This is the most important AI related Block. It handles the translation of a natural language query into a platform specific query.

The output of the Block is a query that the Block's prompt has translated into the query object for the search Block that will follow.

Take a look at this part of a search Flow. This is taking a natural language query and then performs a search on a SQL database.

Edge data

If you click on the edge bubble, you will see the following.

Edge data

You can see the prompt has output the sql key with the generated SQL for the query itself asl well as a count query.

Block Configuration

Model

You need to specify a Models Connection that this block uses for prompt execution. Having done this, select the model you want to use. ChatGPT 4.1 Mini is usually very good.

When adding a new Connection, from the Type dropdown, be sure to choose an LLM type (ChatGPT, Cohere etc.)

Database

If you are connecting to a SQL database or warehouse, then check the box and provide the connection details. You will need to have defined a database connection in Connections first.

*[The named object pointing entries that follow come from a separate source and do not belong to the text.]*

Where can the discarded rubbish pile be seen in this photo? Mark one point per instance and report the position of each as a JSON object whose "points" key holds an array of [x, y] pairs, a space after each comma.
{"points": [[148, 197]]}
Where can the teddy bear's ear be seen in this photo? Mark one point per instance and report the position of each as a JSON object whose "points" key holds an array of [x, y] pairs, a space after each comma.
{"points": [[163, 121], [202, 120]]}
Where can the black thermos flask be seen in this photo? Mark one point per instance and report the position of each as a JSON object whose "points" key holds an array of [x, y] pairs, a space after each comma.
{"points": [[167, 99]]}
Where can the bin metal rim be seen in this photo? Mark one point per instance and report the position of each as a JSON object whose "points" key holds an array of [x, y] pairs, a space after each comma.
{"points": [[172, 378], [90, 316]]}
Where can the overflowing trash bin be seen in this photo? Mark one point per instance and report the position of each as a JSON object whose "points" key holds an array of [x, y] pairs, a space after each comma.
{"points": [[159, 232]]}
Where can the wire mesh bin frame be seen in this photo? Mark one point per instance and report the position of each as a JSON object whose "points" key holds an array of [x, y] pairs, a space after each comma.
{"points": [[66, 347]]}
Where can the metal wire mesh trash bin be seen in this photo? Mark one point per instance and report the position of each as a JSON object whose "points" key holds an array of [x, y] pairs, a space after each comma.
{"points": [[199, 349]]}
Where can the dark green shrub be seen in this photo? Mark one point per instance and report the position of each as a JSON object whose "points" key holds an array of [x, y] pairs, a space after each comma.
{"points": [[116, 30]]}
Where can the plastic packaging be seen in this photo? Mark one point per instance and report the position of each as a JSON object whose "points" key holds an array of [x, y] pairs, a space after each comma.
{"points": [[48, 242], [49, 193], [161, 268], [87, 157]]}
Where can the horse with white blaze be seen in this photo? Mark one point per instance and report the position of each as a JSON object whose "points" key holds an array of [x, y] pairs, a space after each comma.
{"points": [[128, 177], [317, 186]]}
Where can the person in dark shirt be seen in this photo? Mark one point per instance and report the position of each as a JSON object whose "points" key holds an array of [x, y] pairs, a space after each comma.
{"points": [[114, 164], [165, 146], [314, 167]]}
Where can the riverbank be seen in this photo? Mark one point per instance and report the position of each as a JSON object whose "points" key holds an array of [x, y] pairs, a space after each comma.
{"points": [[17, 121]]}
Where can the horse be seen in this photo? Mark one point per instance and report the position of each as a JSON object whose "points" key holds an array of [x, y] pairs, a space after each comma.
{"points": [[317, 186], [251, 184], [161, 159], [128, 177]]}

You should click the Load Fields button so Ziggy can perform a table discovery and populate the Fields section (see below).

Prompt

The real power of this Block is the Prompt. This is described in detail below.

Other settings

These value can usually be ignored unless you see a specific need to set them. Some of these values will be ignored by certain LLM models.

Fields

If this is not a SQL search (you have not checked Use database), then you should press the Paste Fields Config button. For this to work, you should first go the Block that has a corresponding Copy Fields Config button (Elastic Ingest for example). This takes that Block's fields and puts them on the clipboard. You can then paste them for final tweaking.

Check the fields that you want to use in the query. You can also use the Prompt helper field to provide assistance to the LLM model for non-obvious field meanings that the LLM may not figure out for itself. For example in a Movies database, there may be a field avg_vote. You could enter Rating if you think the user is likely to query with something like find me the movie with the highest rating.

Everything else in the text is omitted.